Caminamos juntos, hermano y hermana, uno al lado del otro a lo largo del río, esforzándonos por recuperar la intimidad y la franqueza que habíamos conocido de niños y adolescentes. La mayoría de edad nos despoja de muchas cosas, nos arranca muchas aptitudes, muchas flaquezas.
—¿Qué está pasando, Charles? Laura no me cuenta gran cosa y yo no quiero presionarla. Es frágil y no sé hasta qué punto puedo influir para ayudaros. Al menos, ella parece estar mejorando algo. Eres tú quien me preocupa. No tu salud, que no se afecta. Pero pareces otra persona, Charles. No sólo estás cambiado, sino… que ya no eres el mismo.
—Todo se arreglará. La muerte de Naomí…
Se volvió, casi colérica.
—Ya está bien, Charles, tú sabes que no es eso. No es sólo eso. Espero que no te olvidarás de Naomí dentro de… bueno, unos años, tal vez nunca. Pero algo más está sucediendo, ¿verdad? ¿Qué es, Charles? Ella ha vuelto con vosotros, ¿verdad?
Me detuve.
—¿Cómo…?
—¡Oh, Charles! Ya está bien. He sacado conclusiones de algunas cosas que se le han escapado a Laura. He empleado la intuición. Es cierto, ¿verdad? La habéis visto.
Asentí.
—Yo la he visto una vez y Laura otra. Y la hemos oído. En nuestro dormitorio, una noche; estaba llorando. Y hay fotos.
—¿Fotos? Comprendo. —Hizo una pausa. Seguimos paseando como dos amantes cogidos del brazo, despojándonos de nuestras inhibiciones. Yo deseaba lanzarme al río y arrastrarla a ella hasta su oscura profundidad y los hierbajos del fondo.
—Anoche oí algo —prosiguió—. Pisadas encima de mí, en el desván. ¿Las has oído tú?
—Sí —contesté.
—No eran pisadas infantiles. No de Naomí.
—No. No eran de Naomí.
—Creo que deberías contármelo.
De modo que le conté todo lo que sabía, excepto los detalles de lo que John Liddley había hecho a su familia. Cuando llegué al final, había transcurrido más de una hora. Carol y yo permanecimos mucho rato sentados en silencio, mirando fijamente el río, su suave gracia plateada, las ondulaciones que formaban sus aguas, su frescura y su profundidad.

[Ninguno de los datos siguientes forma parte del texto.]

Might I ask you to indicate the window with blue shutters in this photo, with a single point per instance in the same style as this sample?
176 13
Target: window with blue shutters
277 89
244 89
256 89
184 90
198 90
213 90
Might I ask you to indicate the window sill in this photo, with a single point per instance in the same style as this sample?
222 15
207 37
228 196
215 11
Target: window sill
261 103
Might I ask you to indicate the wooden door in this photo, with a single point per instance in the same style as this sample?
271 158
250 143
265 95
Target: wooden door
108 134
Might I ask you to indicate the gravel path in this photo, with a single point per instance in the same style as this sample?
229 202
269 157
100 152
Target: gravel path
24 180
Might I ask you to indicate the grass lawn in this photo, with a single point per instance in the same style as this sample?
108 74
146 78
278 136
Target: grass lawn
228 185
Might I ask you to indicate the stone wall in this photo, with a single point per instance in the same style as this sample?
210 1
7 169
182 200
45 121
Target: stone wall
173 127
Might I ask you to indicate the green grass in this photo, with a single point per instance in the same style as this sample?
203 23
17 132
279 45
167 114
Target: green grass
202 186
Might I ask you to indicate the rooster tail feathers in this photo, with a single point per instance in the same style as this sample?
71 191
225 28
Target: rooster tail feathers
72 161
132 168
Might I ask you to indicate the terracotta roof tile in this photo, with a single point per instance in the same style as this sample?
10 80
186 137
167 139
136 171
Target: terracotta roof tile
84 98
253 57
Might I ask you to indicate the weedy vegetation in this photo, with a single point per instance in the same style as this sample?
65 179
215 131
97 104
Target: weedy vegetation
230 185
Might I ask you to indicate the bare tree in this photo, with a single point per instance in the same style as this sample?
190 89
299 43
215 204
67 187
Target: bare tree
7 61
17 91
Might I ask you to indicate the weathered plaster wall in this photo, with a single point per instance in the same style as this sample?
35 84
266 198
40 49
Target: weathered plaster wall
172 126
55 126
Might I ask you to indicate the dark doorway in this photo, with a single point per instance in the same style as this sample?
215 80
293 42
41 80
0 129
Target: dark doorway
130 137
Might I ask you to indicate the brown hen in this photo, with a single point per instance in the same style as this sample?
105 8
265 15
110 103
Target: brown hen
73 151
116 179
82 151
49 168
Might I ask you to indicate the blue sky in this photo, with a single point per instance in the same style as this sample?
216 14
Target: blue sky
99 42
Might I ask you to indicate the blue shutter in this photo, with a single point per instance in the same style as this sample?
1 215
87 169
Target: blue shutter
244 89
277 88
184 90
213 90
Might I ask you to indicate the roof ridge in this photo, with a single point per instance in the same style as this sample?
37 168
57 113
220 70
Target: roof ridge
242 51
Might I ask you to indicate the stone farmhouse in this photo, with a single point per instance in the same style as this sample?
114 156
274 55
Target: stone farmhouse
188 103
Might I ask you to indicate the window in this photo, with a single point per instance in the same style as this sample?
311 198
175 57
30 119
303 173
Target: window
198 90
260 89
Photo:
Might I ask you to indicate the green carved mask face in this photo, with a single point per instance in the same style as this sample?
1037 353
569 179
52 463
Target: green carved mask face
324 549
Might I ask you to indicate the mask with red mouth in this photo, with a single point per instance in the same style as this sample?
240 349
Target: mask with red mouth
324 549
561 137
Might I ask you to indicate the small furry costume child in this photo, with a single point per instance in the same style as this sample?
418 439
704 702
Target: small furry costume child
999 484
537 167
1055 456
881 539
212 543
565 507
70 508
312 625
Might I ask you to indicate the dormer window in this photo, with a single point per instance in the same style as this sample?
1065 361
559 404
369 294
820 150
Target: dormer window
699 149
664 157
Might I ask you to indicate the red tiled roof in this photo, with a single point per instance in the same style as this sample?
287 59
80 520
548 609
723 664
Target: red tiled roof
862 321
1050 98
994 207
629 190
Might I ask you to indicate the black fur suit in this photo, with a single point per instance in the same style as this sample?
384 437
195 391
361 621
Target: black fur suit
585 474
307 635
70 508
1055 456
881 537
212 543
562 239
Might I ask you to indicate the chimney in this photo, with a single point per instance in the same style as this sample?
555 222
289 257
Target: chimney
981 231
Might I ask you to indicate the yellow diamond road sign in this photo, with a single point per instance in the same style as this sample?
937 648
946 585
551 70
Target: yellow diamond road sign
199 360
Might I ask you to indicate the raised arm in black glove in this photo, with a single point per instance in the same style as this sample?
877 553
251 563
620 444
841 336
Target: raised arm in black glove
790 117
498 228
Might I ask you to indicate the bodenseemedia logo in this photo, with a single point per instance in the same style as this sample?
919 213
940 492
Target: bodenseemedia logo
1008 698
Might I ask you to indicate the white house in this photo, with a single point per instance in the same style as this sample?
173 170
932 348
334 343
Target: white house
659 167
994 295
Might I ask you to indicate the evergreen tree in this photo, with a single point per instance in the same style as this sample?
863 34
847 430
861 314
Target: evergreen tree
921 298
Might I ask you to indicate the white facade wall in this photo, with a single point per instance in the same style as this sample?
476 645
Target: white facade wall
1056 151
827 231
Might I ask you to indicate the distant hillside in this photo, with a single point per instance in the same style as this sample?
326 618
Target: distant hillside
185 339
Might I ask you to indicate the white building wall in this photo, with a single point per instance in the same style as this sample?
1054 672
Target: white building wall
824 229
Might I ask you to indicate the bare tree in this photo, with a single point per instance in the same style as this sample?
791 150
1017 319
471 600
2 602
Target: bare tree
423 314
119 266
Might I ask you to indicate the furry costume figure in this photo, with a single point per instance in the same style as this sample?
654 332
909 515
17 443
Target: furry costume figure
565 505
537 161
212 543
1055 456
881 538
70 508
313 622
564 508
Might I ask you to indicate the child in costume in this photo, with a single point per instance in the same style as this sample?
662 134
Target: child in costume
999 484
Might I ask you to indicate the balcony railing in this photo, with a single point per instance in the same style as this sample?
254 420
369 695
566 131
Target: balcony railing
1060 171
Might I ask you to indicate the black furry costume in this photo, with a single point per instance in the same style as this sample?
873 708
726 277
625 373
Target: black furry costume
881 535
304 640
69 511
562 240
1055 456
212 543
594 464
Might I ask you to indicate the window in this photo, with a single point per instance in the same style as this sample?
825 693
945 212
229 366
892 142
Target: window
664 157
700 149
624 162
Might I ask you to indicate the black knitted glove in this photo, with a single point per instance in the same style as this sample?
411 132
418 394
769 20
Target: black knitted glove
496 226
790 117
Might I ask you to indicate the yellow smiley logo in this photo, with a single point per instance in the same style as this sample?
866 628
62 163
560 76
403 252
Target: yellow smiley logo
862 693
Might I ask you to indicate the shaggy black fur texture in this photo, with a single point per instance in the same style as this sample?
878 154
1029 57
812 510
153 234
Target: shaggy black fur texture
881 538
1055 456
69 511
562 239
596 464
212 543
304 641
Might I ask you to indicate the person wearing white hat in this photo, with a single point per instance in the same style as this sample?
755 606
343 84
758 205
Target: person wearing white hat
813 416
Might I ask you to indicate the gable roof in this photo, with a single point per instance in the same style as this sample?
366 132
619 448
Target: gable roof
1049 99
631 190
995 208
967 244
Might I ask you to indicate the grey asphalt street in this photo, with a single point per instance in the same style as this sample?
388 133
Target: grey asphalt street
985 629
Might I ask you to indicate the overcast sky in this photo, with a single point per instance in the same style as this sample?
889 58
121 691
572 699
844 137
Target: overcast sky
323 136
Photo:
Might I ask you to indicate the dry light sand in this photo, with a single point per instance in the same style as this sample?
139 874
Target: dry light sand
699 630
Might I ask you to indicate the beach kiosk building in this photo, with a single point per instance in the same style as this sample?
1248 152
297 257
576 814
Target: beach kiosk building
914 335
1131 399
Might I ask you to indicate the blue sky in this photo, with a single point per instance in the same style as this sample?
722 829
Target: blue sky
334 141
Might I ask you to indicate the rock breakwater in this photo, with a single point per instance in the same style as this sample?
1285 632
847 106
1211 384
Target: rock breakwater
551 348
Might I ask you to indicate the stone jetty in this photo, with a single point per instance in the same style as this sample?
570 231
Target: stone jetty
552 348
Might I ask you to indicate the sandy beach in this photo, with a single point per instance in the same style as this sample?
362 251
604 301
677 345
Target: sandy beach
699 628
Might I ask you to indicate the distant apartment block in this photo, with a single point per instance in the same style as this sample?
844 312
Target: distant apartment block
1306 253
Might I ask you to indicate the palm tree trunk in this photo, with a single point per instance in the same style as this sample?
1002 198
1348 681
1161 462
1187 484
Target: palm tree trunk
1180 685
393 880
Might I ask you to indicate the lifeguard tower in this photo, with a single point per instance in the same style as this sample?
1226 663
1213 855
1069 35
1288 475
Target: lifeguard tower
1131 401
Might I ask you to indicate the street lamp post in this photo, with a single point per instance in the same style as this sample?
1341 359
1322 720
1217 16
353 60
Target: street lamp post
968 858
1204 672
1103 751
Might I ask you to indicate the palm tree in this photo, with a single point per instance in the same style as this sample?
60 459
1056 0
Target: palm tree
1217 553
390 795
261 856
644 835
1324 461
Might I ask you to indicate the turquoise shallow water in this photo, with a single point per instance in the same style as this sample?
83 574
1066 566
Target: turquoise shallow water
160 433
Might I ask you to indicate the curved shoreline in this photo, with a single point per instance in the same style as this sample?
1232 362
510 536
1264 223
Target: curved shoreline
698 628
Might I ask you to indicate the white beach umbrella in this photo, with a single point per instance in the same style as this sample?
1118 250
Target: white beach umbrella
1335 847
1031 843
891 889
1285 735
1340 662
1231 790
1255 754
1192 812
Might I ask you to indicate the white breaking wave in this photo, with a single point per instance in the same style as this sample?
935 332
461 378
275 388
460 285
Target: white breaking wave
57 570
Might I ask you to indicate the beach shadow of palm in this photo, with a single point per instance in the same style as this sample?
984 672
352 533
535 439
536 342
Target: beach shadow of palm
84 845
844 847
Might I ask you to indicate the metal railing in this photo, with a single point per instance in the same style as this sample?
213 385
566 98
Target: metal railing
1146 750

—Qué extraña coincidencia, ¿verdad? —exclamó. Yo sabía a qué se refería.
—¿Te refieres a mamá? —pregunté.
Ella asintió.
—Sí —dije—. Si se le puede llamar coincidencia.
—¿Acaso no crees que sea eso?
—No —respondí.
El río se rizaba un poco más abajo de nuestros pies. Nuestras imágenes, reflejadas en la superficie, danzaban como fantasmas. Me estremecí.
—Laura no debió animarte a venir —dije—. No debió permitirte traer a Jessica. ¿Sabes?, esto no ha terminado. Creo… creo que es sólo el comienzo.
Carol permaneció en silencio. Continuó con la vista fija en el agua, en nuestras imágenes distorsionadas, que tremolaban sobre su lábil superficie.
—Anoche —dijo, finalmente—, después de que Laura y yo fuéramos a tu dormitorio, no regresé directamente a mi habitación, sino que fui a ver cómo estaba Jessica. No se había dormido. La encontré sentada en la cama y con la luz encendida. No parecía asustada, ni nada de eso. Le pregunté por qué estaba sentada con la luz encendida y si la había despertado algo. Pensaba que podía haberte oído gritar. Dijo que había estado jugando. «¿A qué jugabas?», le pregunté. «A familias», respondió. «¿Tú sola?». Negó con la cabeza y contestó: «Oh, no. No estaba sola, mi prima Naomí ha venido a jugar conmigo».